220 Millionen Euro für Michael Olise? Klar, das klingt erstmal fantastisch. Da fangen bei manchen Verantwortlichen vermutlich schon die Augen an zu glänzen wie die Allianz Arena bei einem Champions-League-Abend.
220 Millionen Euro!
Da könnte man das Festgeldkonto aufblasen, noch ein paar Immobilien kaufen und Uli Hoeneß hätte beim Blick auf die Bilanz vermutlich bessere Laune als nach einem 5:0 gegen Dortmund.
Aber dann kommt der entscheidende Punkt:
Wer soll eigentlich Fußball spielen?
Michael Olise ist aktuell einer der wenigen Spieler, bei denen man als Bayern-Fan aufsteht, wenn er den Ball bekommt. Einer, der Gegner schwindelig spielt, Chancen aus dem Nichts kreiert und Spiele entscheidet.
Solche Spieler verkauft man nicht.
Zumindest nicht, wenn man Titel gewinnen möchte.
Natürlich erzählen dann einige Experten wieder, man könne mit den 220 Millionen ja drei oder vier neue Spieler holen.
Ja, könnte man.
Man könnte aber auch vier Mittelklassewagen gegen einen Ferrari tauschen und sich anschließend wundern, warum die Garage voller ist, man aber trotzdem langsamer fährt.
Das Problem ist doch: Geld schießt keine Tore. Olise schon.
Außerdem kennen wir das Spiel. Erst verkauft man den Superstar für eine Rekordsumme.
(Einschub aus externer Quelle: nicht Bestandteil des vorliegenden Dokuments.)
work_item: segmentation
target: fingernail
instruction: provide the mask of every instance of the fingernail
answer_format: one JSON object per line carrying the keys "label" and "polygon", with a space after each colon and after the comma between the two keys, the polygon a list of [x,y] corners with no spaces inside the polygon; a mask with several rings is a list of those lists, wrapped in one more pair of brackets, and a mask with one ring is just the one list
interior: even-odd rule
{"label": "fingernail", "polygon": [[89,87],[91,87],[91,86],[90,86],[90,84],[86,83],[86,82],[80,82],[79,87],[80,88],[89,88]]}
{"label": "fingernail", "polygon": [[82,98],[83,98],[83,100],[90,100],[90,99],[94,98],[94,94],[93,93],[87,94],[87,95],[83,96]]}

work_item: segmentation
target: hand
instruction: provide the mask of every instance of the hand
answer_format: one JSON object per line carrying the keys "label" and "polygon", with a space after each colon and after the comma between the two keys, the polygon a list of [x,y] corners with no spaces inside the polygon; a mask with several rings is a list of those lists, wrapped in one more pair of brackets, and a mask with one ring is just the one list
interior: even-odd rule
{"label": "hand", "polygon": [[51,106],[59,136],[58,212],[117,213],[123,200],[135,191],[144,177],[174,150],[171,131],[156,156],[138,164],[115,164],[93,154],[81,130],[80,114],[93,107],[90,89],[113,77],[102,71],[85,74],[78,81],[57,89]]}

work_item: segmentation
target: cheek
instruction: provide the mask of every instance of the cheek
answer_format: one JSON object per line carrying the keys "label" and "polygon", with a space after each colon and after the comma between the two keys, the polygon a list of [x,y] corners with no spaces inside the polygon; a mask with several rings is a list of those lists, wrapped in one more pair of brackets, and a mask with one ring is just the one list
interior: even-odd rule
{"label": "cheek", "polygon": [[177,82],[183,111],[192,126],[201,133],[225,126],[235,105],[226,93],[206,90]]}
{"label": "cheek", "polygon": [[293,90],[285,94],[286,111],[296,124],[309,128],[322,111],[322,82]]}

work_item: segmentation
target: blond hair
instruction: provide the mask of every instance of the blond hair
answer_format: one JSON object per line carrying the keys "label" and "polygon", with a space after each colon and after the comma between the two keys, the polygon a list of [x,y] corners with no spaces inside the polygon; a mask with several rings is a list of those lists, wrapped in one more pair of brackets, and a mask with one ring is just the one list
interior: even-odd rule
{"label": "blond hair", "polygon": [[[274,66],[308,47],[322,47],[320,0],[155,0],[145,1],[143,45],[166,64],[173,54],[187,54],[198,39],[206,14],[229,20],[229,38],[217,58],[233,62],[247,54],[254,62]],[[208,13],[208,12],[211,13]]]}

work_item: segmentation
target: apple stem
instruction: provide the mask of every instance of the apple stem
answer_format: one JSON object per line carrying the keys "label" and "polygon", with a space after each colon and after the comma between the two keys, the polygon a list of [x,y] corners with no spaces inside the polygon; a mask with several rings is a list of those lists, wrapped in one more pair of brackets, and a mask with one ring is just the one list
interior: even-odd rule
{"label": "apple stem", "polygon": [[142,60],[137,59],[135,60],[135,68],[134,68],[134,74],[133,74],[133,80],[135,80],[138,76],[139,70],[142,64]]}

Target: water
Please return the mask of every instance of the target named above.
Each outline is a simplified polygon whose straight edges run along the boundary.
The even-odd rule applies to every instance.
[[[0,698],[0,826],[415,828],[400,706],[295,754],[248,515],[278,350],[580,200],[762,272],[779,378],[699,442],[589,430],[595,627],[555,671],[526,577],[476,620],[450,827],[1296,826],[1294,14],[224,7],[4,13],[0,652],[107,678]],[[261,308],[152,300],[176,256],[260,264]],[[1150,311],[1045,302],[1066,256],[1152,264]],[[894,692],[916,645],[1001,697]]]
Dann kauft man drei Ersatzspieler. Danach erklärt man ein Jahr später, warum der Kader leider noch eine Baustelle hat und man im nächsten Sommer dringend nachlegen müsse.
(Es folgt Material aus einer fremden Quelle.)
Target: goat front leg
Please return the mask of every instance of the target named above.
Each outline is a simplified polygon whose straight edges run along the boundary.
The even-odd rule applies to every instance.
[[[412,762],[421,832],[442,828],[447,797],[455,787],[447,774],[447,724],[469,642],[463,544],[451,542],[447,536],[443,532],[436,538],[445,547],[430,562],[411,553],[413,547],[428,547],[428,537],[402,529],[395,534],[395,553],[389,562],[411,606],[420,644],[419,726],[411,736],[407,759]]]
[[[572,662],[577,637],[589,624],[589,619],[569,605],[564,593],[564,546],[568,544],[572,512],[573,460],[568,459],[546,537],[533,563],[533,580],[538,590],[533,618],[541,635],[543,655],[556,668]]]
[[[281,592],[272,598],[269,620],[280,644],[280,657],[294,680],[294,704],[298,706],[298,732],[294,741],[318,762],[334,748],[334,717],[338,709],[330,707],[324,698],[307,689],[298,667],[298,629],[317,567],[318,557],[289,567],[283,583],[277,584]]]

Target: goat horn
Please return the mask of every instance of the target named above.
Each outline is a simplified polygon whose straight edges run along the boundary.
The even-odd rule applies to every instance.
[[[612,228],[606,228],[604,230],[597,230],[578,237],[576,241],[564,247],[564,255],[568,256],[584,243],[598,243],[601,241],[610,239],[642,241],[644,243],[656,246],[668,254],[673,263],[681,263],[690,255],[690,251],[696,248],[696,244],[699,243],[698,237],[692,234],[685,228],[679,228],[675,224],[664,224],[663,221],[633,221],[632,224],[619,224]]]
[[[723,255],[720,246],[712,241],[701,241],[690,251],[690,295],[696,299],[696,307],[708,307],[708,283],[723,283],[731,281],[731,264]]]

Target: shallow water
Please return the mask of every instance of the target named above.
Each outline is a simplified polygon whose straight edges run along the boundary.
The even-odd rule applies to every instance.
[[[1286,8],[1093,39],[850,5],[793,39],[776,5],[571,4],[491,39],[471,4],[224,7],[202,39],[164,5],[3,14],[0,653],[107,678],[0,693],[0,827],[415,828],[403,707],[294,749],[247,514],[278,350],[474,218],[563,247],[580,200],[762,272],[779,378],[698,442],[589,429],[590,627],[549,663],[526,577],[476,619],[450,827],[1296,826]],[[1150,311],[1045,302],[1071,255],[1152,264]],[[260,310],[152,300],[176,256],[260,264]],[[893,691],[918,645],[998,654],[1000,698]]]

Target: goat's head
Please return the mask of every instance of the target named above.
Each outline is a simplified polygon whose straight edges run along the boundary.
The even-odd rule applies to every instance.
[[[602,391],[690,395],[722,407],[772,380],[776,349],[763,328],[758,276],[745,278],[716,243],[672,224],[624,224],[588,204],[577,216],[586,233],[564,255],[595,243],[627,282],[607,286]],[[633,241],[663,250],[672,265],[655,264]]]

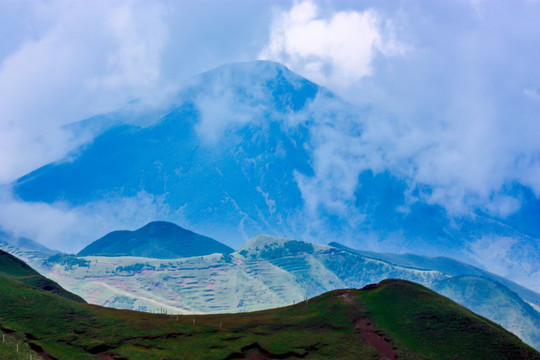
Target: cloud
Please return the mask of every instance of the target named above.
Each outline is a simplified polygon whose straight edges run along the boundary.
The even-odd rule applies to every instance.
[[[41,24],[0,64],[0,182],[79,144],[61,126],[164,91],[163,7],[143,2],[28,3]],[[13,31],[16,31],[13,29]]]
[[[468,244],[467,255],[488,271],[540,292],[538,244],[514,237],[488,236]]]
[[[327,14],[325,14],[327,15]],[[339,11],[321,16],[312,1],[275,16],[260,59],[281,62],[309,79],[346,88],[373,73],[373,59],[406,52],[376,11]]]
[[[316,178],[298,178],[306,197],[343,208],[352,196],[344,189],[365,169],[428,186],[425,200],[454,215],[511,214],[519,203],[501,191],[513,182],[540,196],[538,10],[527,2],[422,3],[323,16],[303,2],[278,12],[260,56],[359,109],[347,121],[361,134],[312,131],[327,133],[313,151]],[[330,105],[318,98],[311,106],[306,117],[327,116]]]

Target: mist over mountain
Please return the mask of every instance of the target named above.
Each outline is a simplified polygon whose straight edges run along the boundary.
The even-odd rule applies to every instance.
[[[102,119],[93,141],[18,179],[13,192],[67,211],[72,228],[91,228],[72,250],[98,236],[92,224],[113,230],[162,218],[233,247],[268,233],[465,257],[540,289],[534,193],[519,183],[501,190],[524,204],[507,217],[450,212],[431,200],[430,186],[367,152],[373,111],[277,63],[225,65],[144,121],[133,112]]]

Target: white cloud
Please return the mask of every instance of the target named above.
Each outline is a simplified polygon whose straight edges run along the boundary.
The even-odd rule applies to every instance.
[[[61,201],[23,202],[3,191],[0,203],[2,230],[67,252],[78,252],[114,230],[135,230],[155,220],[181,223],[181,214],[171,211],[162,197],[146,192],[72,207]]]
[[[538,244],[513,237],[489,236],[468,244],[468,257],[488,271],[540,292]]]
[[[0,64],[0,183],[56,160],[77,141],[61,125],[164,91],[159,3],[32,3],[43,23]]]
[[[322,85],[347,88],[373,73],[378,53],[406,51],[391,29],[391,22],[383,22],[374,10],[321,16],[315,3],[304,1],[275,17],[259,58],[281,62]]]

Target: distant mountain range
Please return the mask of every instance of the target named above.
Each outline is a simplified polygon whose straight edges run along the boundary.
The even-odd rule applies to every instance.
[[[94,241],[78,256],[142,256],[177,259],[214,253],[229,254],[234,249],[180,226],[154,221],[135,230],[113,231]]]
[[[378,254],[263,235],[230,254],[179,259],[7,250],[91,303],[151,312],[254,311],[334,289],[405,279],[450,297],[540,348],[540,295],[449,258]]]
[[[56,282],[42,276],[25,262],[3,250],[0,250],[0,276],[56,294],[69,300],[85,303],[80,296],[66,291]]]
[[[513,184],[504,190],[523,204],[511,216],[482,209],[452,216],[425,200],[422,194],[431,191],[425,184],[413,186],[369,167],[351,179],[339,167],[321,168],[342,151],[336,138],[362,141],[370,111],[277,63],[224,65],[151,113],[126,107],[72,125],[74,131],[98,129],[96,137],[21,177],[13,191],[22,201],[86,210],[105,202],[112,214],[123,200],[148,196],[163,219],[234,247],[266,233],[464,258],[471,243],[511,239],[503,270],[538,289],[540,200],[531,189]],[[363,161],[341,160],[337,165],[345,167]],[[345,190],[327,183],[341,180],[348,181],[343,186],[351,187],[351,196],[340,197]],[[135,212],[140,218],[131,221],[149,221],[145,214]],[[111,226],[118,220],[109,221]]]
[[[0,255],[0,357],[6,360],[540,359],[497,324],[403,280],[255,313],[144,314],[29,286],[6,276],[27,273],[28,266]]]

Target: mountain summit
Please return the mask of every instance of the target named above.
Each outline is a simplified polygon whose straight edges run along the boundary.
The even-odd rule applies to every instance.
[[[113,231],[79,252],[79,256],[139,256],[176,259],[234,250],[214,239],[166,221],[135,230]]]
[[[265,233],[483,259],[483,241],[512,239],[500,273],[538,291],[540,239],[523,226],[538,223],[538,207],[529,207],[525,222],[448,213],[424,195],[428,185],[385,171],[382,160],[370,165],[378,161],[361,144],[376,113],[277,63],[223,65],[193,79],[152,121],[120,111],[93,141],[12,188],[22,201],[85,214],[104,202],[111,214],[150,203],[131,220],[145,223],[153,212],[179,221],[181,214],[194,231],[233,247]],[[111,218],[110,228],[118,221]]]

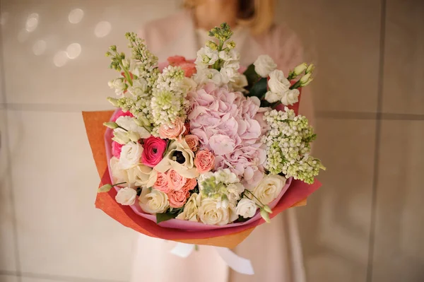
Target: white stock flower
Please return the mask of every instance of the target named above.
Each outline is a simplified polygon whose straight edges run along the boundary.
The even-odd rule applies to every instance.
[[[268,175],[262,179],[262,181],[253,189],[253,194],[266,205],[273,200],[281,192],[286,179],[278,175]]]
[[[265,100],[269,102],[276,102],[283,98],[283,93],[275,93],[272,91],[268,91],[265,93]]]
[[[299,102],[300,93],[298,89],[291,89],[288,91],[285,91],[283,95],[283,97],[281,97],[281,104],[288,106]]]
[[[260,55],[253,64],[254,71],[262,77],[267,77],[277,67],[277,64],[268,55]]]
[[[124,83],[122,78],[113,79],[107,83],[110,88],[115,90],[115,94],[121,95],[126,88],[126,84]]]
[[[128,88],[128,92],[135,97],[148,95],[147,93],[147,81],[144,78],[134,80],[132,86]]]
[[[122,116],[117,118],[115,122],[117,124],[119,127],[124,128],[129,131],[134,131],[139,134],[141,139],[145,139],[151,136],[151,134],[147,129],[144,127],[139,126],[134,117],[128,117],[128,116]],[[116,131],[122,131],[124,129],[117,129],[114,131],[114,133]]]
[[[247,86],[247,78],[244,74],[238,74],[234,76],[234,82],[230,83],[230,86],[234,91],[244,91],[245,87]]]
[[[230,208],[218,208],[217,204],[218,201],[211,198],[201,201],[198,212],[201,222],[211,225],[225,225],[230,222]]]
[[[251,218],[256,213],[257,205],[250,199],[243,198],[237,204],[235,213],[245,218]]]
[[[124,170],[131,168],[140,163],[143,146],[138,143],[129,142],[122,146],[119,165]]]
[[[197,193],[193,193],[184,205],[182,213],[179,213],[177,218],[183,221],[199,221],[197,213],[199,204],[200,196]]]
[[[161,191],[151,188],[143,188],[139,197],[141,209],[149,213],[160,213],[170,206],[167,195]]]
[[[217,50],[213,50],[208,47],[204,47],[197,51],[196,64],[212,65],[215,64],[218,59],[218,55]]]
[[[284,76],[283,71],[276,69],[269,74],[268,86],[271,92],[283,94],[289,90],[290,85],[290,81]]]
[[[136,190],[130,187],[125,187],[121,188],[118,191],[115,200],[123,206],[131,206],[134,204],[136,197],[137,192]]]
Am Ende stehen dann 220 Millionen Euro mehr auf dem Konto und zehn Punkte weniger in der Tabelle.
Der FC Bayern war immer dann am stärksten, wenn er seine besten Spieler behalten hat. Ribéry, Robben, Lahm, Müller – die wurden nicht verkauft, weil man verstanden hatte, dass Titel deutlich mehr Spaß machen als Kontoauszüge.
Deshalb meine bescheidene Meinung:
Wenn Real Madrid tatsächlich 220 Millionen bietet, sollte Bayern höflich Danke sagen, den Hörer auflegen und anschließend Olise eine Gehaltserhöhung geben.
Denn Meisterschaften werden auf dem Rasen gewonnen – nicht auf dem Festgeldkonto.